Страдание сделало его дерзким и смелым.
— Ничего подобного! — огрызнулась она, разозленная тем, что он угадал правду. — И я не желаю, чтобы вы так со мной разговаривали. Мне совсем не нужен этот несчастный жакет, если хотите знать. И можете получить назад ваши несчастные деньги, не нужны они мне. И оставьте меня в покое раз и навсегда. У меня и без вашей помощи будут жакеты, сколько угодно!
Сказав это, она повернулась и пошла прочь. Но Клайд, уже думая, как всегда, только о том, чтобы ее умилостивить, бросился за ей.
— Не уходите, Гортензия, — просил он. — Подождите минутку. Я ничего такого не думал, честное слово. Я без ума от вас, честное слово. Разве вы не видите? Ну, пожалуйста, не уходите. Я совсем не для того даю вам деньги, Чтобы получить что-то взамен. Возьмите их просто так; если хотите… Я никого на свете так не люблю, никогда не любил. Возьмите все деньги, не надо мне их.
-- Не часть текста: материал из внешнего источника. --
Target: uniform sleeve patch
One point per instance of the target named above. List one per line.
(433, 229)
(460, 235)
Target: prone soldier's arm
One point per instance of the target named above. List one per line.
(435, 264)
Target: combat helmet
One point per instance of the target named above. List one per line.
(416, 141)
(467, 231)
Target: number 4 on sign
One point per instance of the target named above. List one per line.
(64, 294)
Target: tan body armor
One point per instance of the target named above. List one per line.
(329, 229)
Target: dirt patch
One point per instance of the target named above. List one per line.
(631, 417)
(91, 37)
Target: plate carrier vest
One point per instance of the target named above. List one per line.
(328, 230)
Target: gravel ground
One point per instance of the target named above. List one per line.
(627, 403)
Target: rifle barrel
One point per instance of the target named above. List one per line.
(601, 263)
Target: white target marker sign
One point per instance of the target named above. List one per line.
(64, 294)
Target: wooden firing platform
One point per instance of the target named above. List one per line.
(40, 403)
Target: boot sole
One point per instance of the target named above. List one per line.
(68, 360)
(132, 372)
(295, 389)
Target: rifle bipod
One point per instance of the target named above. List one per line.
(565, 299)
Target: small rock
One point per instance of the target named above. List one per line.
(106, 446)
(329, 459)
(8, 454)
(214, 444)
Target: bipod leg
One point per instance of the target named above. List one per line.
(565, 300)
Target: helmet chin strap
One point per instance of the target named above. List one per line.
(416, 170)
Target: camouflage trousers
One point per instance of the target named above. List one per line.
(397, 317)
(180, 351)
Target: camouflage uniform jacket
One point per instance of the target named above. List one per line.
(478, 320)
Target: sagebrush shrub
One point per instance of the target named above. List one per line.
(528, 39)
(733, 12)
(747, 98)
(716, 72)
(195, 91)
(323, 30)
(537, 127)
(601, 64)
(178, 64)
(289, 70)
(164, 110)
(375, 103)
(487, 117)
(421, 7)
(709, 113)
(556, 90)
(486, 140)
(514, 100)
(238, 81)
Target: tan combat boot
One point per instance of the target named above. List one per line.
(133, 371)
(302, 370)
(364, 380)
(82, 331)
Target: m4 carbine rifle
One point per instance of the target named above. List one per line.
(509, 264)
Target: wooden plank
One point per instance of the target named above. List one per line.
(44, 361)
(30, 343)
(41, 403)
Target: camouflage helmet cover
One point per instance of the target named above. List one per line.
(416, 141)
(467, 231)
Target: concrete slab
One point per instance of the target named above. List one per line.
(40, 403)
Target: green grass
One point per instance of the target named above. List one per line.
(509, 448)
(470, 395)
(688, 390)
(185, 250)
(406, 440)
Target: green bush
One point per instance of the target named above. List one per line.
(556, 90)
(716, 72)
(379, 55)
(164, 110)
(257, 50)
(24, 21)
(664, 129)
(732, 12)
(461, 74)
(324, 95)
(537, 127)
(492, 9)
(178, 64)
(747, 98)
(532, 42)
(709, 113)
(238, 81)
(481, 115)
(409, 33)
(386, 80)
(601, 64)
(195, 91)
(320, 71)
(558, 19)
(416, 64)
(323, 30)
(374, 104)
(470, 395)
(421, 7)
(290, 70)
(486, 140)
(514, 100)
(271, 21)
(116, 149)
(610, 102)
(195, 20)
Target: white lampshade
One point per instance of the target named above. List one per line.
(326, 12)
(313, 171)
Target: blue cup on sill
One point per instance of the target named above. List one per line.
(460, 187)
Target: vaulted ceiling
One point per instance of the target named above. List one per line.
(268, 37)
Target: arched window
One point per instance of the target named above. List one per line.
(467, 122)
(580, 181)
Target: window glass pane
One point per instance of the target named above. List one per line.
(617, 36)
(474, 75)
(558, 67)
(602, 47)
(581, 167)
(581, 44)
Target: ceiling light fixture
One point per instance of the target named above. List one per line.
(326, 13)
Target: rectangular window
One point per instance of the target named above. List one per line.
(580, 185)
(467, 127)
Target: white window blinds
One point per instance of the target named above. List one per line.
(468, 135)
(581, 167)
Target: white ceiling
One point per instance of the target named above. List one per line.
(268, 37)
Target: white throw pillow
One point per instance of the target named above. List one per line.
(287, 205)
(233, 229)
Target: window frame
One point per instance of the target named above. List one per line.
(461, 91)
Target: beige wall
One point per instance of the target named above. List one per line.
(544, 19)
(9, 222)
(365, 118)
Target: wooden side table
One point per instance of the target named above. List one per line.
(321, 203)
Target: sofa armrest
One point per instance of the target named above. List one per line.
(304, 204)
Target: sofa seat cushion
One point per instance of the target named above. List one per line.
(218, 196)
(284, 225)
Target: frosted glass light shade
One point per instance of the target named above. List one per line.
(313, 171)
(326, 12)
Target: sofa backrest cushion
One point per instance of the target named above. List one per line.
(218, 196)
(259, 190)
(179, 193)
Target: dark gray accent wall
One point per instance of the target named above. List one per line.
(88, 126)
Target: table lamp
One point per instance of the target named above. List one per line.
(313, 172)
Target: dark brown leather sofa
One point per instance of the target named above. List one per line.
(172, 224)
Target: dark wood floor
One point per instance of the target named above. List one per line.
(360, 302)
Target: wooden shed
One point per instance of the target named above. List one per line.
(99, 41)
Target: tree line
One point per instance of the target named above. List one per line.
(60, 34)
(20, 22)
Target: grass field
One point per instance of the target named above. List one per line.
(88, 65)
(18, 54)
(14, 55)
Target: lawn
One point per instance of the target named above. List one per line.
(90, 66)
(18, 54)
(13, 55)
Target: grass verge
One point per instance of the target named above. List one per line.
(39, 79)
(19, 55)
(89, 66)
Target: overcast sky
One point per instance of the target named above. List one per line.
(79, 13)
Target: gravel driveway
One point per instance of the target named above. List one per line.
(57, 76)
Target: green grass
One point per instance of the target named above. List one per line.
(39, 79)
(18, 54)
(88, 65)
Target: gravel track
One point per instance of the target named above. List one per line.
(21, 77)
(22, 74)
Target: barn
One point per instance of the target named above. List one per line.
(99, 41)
Но только я думал, что и вы немножко любите меня. Неужели я совсем, совсем вам безразличен, Гортензия?
Он казался покорным и испуганным, и она, почувствовав свою власть над ним, немного смягчилась.
— Нет, конечно, — заявила она. — Но все равно, это не значит, что вы можете обращаться со мной так, как сейчас. Вы, кажется, не понимаете, что девушка не всегда может сделать все, чего вы от нее хотите, как раз тогда, когда вам хочется.
— О чем это вы? — спросил Клайд, не вполне уловив смысл ее слов. — Я не совсем понял.
— Ну, уж, наверно, поняли.
Она не могла поверить, что он не знает.
— Ах, вот что! Мне кажется, я знаю, что вы хотите сказать. Теперь понятно, — продолжал он разочарованно. — Это старая история, все так говорят, я знаю.
Клайд, в сущности, повторял теперь слова и интонации других юнцов из отеля — Хигби, Ретерера, Эдди Дойла, — которые объяснили ему, в чем тут дело, и рассказали, что девушки, ссылаясь на это, выкручиваются иной раз из трудного положения. И Гортензия поняла, что он разгадал ее уловку.
— Как не стыдно! — воскликнула она, притворяясь обиженной. — Вам ничего нельзя сказать, вы все равно никогда ничему не верите. Но хотите — верьте, хотите — нет, а это правда.
— Я теперь знаю, какая вы, — сказал он печально, но и чуточку высокомерно, как будто все это было ему давно знакомо. — Вы меня совсем не любите, вот и все. Теперь я понял.
— Как не стыдно! — повторяла Гортензия с видом оскорбленной добродетели. — Уверяю вас, это правда. Хотите — верьте, хотите — нет, но я клянусь вам, честное слово.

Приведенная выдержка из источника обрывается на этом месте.